Infoacehtimur.com | Aceh – Komite Olahraga Nasional Indonesia (KONI) Aceh sedang berjuang untuk mencapai target juara 10 besar pada PON 2028. Namun, perjuangan mereka terhambat oleh keterbatasan anggaran.
Pemerintah Aceh telah menganggarkan Rp 20 miliar untuk KONI Aceh tahun 2026, tapi Ketua KONI Aceh, Saiful Bahri alias Pon Yaya, menyatakan bahwa mereka membutuhkan Rp 64 miliar untuk mencapai target tersebut.
Pertemuan antara KONI Aceh dan Sekretaris Daerah (Sekda) Aceh yang berlangsung di Kantor Gubernur Aceh, Selasa (3/2/2026). M Nasir, membahas program dan kebutuhan anggaran KONI Aceh tahun 2026.
Sekda Aceh mengakui kondisi fiskal daerah saat ini dalam keadaan memprihatinkan, tapi tetap berkomitmen mendukung pembinaan dan peningkatan prestasi olahraga melalui KONI Aceh.
Baca Juga:Ketua KONI Aceh Timur Apresiasi Medco E&P Peduli Olahraga Aceh Timur
Baca Juga: KONI Aceh Tunda Pelaksanaan Pra PORA
Pon Yaya menjelaskan bahwa KONI Aceh telah menghentikan Pra PORA dan mengalihkan anggarannya untuk bantuan kemanusiaan.
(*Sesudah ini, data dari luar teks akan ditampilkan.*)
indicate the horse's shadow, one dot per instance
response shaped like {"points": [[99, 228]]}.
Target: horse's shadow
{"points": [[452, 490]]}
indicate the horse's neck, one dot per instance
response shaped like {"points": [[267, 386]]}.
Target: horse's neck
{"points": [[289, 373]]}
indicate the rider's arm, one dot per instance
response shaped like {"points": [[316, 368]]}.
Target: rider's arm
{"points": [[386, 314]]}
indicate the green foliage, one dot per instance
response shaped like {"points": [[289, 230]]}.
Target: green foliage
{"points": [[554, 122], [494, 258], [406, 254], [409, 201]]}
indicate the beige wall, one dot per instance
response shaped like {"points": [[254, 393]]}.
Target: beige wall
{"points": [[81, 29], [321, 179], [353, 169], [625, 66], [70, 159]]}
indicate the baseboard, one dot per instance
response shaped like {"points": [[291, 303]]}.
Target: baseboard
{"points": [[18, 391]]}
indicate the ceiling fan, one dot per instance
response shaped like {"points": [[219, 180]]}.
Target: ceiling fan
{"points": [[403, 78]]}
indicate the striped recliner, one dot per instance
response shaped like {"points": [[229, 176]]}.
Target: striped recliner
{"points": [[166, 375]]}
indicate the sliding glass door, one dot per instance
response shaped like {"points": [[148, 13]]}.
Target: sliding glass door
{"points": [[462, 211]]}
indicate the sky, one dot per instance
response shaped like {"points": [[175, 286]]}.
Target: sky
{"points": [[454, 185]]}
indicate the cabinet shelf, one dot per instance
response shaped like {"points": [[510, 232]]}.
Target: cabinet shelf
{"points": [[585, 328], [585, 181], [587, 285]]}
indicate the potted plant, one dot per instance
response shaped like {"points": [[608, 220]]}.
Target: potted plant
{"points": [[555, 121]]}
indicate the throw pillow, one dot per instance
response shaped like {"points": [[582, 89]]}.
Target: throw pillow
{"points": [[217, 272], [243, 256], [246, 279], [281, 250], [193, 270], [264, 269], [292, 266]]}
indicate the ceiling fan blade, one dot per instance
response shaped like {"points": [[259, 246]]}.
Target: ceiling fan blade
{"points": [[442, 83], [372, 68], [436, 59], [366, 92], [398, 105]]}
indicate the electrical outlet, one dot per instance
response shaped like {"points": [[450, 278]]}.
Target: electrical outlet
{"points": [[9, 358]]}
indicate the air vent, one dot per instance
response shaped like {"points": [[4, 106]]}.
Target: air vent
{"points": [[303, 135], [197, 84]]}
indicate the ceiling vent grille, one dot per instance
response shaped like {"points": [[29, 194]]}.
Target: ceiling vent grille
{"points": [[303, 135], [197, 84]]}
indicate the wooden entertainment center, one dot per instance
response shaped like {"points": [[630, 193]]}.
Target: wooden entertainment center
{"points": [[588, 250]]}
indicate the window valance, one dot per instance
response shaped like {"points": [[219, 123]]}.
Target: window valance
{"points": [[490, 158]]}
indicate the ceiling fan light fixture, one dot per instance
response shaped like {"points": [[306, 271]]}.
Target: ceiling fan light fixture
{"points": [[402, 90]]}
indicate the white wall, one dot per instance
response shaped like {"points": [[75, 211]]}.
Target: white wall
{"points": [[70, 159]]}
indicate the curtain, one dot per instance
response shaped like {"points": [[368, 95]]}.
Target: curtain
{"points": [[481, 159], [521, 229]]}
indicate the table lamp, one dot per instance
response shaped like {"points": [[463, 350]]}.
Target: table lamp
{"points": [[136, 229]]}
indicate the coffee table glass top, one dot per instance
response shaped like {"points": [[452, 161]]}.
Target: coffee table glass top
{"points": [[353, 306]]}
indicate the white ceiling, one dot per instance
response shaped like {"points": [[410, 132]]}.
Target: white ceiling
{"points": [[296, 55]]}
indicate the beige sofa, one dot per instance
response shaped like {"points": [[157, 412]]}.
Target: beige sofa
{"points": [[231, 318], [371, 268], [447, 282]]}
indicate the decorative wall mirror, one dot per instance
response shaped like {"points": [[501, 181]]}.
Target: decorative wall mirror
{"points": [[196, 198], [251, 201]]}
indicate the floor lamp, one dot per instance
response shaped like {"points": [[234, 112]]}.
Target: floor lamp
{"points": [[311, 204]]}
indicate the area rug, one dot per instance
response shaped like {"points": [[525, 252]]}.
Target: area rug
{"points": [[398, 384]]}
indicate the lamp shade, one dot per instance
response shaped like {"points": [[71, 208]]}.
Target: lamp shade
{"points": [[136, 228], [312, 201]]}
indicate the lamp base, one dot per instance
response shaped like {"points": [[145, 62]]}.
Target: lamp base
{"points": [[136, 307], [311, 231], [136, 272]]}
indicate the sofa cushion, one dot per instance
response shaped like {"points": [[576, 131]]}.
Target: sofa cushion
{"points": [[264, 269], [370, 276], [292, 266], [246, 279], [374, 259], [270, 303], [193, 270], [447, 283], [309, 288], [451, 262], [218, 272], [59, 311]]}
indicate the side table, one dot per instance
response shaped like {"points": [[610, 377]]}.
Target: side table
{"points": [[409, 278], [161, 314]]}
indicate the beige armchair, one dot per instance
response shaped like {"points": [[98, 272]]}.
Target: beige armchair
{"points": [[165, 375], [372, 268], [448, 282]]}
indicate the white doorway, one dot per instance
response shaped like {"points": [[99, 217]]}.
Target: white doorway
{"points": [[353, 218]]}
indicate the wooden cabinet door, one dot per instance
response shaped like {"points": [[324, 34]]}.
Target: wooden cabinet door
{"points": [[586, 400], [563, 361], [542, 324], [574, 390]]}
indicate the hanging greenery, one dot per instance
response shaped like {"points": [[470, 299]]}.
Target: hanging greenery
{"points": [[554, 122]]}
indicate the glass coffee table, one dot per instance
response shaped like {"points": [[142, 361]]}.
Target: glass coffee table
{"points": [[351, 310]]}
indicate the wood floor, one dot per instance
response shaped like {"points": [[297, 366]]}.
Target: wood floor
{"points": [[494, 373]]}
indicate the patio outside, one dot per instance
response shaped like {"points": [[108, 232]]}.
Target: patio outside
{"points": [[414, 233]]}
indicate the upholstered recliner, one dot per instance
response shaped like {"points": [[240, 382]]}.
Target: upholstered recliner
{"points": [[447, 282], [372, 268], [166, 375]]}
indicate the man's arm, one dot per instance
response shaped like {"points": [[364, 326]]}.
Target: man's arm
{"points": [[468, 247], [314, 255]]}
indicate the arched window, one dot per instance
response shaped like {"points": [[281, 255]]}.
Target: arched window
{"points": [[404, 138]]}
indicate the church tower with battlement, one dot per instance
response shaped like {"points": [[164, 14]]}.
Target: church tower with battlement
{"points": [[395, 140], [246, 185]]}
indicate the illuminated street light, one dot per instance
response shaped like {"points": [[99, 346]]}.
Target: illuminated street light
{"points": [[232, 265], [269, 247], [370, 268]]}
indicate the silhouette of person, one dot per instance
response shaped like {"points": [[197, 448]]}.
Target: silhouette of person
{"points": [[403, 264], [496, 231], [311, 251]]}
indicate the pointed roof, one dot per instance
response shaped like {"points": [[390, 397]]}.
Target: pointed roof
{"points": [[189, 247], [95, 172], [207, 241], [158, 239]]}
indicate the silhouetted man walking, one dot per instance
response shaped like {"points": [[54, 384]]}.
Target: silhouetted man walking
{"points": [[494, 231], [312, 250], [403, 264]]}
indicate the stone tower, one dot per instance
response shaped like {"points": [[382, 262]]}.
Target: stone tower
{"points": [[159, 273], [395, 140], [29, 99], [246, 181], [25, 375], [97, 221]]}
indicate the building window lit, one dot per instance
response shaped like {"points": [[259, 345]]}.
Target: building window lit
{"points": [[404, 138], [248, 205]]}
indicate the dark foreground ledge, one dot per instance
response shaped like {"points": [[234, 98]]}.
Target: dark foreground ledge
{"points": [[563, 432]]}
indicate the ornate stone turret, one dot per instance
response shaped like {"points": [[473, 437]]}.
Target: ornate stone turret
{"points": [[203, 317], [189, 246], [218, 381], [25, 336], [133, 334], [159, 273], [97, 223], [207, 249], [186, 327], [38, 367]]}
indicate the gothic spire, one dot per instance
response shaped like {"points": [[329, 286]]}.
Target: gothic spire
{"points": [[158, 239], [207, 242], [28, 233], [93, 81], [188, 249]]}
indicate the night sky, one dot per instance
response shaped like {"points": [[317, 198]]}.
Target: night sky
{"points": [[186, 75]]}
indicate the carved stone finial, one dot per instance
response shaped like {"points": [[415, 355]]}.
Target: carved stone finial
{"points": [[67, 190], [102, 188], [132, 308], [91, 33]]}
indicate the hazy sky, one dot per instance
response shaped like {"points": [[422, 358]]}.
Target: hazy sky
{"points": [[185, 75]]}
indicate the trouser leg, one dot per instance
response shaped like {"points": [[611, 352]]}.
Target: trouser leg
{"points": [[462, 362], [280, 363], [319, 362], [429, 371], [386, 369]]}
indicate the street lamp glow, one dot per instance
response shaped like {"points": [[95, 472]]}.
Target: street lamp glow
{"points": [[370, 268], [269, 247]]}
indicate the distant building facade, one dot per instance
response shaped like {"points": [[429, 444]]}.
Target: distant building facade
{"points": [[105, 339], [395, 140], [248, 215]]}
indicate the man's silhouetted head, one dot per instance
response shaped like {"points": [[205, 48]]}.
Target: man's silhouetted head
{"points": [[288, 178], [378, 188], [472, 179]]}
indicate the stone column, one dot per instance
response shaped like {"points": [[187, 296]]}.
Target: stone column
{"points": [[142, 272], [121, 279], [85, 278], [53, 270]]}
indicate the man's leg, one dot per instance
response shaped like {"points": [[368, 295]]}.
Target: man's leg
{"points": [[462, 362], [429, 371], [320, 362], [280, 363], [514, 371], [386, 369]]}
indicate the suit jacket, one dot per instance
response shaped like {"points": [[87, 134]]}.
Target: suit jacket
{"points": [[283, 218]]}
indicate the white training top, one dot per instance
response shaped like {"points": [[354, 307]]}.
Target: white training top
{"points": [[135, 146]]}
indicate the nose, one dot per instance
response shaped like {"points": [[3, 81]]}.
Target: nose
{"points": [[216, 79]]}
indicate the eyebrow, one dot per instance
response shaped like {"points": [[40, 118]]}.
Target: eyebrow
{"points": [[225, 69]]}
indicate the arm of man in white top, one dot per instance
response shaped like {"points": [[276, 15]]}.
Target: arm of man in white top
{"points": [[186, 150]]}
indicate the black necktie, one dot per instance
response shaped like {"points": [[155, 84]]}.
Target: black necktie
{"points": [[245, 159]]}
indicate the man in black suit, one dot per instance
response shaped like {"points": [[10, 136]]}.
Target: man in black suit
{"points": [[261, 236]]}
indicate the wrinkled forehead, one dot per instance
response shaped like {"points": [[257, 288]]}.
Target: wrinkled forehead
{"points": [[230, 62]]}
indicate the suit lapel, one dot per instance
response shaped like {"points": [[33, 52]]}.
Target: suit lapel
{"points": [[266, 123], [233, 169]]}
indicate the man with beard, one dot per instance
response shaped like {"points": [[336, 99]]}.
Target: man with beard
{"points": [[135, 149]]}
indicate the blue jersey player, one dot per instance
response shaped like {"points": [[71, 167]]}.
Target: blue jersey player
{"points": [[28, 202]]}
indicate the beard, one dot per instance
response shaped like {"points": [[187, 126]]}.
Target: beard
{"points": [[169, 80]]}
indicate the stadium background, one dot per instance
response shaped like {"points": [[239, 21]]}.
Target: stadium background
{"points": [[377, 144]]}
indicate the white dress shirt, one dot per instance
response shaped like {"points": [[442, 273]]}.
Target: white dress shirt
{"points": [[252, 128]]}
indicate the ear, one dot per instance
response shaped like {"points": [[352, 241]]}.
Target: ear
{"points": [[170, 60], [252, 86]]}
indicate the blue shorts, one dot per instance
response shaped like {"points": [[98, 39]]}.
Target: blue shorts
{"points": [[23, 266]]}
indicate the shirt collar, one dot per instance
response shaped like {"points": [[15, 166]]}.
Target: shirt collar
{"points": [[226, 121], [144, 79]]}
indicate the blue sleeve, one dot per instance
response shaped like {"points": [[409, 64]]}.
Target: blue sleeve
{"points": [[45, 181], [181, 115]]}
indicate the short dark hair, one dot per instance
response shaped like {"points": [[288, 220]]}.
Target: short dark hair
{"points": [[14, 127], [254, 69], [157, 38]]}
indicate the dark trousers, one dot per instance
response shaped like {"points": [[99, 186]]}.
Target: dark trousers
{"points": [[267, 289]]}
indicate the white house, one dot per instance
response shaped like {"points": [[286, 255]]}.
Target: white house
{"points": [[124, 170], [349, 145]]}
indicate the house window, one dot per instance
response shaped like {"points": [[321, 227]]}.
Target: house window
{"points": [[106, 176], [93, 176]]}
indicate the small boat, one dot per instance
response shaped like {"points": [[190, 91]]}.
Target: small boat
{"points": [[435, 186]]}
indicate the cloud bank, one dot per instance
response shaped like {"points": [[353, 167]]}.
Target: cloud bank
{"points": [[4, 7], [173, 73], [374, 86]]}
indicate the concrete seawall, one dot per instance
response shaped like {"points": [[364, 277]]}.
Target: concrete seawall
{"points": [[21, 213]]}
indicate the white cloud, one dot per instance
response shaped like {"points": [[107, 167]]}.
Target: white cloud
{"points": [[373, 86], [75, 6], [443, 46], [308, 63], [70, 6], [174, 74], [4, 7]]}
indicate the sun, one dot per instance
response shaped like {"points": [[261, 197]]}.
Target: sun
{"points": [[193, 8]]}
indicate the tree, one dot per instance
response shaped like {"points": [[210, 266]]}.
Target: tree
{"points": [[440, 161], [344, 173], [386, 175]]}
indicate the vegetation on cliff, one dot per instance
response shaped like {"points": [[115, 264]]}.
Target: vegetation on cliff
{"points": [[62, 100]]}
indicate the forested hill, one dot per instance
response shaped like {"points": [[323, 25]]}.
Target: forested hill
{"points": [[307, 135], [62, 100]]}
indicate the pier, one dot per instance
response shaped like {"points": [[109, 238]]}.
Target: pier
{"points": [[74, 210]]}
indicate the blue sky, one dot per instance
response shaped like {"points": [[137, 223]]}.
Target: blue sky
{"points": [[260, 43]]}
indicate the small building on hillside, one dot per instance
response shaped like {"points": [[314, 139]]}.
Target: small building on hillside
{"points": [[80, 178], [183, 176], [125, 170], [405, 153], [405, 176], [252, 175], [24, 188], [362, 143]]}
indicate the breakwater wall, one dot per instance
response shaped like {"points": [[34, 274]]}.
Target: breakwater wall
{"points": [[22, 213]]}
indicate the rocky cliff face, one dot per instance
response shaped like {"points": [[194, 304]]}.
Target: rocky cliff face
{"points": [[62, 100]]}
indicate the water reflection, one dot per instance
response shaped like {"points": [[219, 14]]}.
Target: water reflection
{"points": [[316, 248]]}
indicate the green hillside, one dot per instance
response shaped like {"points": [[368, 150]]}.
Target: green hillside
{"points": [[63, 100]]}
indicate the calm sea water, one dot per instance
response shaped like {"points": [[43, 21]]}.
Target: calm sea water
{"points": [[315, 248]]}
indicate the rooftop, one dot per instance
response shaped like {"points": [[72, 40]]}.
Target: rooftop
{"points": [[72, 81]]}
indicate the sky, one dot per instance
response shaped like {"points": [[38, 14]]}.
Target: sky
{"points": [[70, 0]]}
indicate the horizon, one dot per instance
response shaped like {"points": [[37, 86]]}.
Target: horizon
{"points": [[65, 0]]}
Ia juga menyampaikan rencana pergeseran pelaksanaan Pekan Olahraga Aceh (PORA) karena musim hujan dan kondisi daerah yang terdampak banjir.
“Kita tidak bisa hanya bermimpi menjadi juara tanpa persiapan yang cukup,” kata Pon Yaya. “Kita membutuhkan dukungan yang lebih besar dari pemerintah untuk mencapai target kita.”
Pemerintah Aceh berjanji untuk mengupayakan penambahan anggaran untuk KONI Aceh melalui mekanisme perubahan APBA. “Kita sepakat, persiapan yang cukup adalah kunci untuk menjadi juara,” kata Sekda Aceh M Nasir.
Namun, pertanyaannya adalah, apakah Rp 20 miliar yang dijanjikan oleh pemerintah Aceh cukup untuk memenuhi kebutuhan KONI Aceh? Hanya waktu yang akan menjawab pertanyaan itu.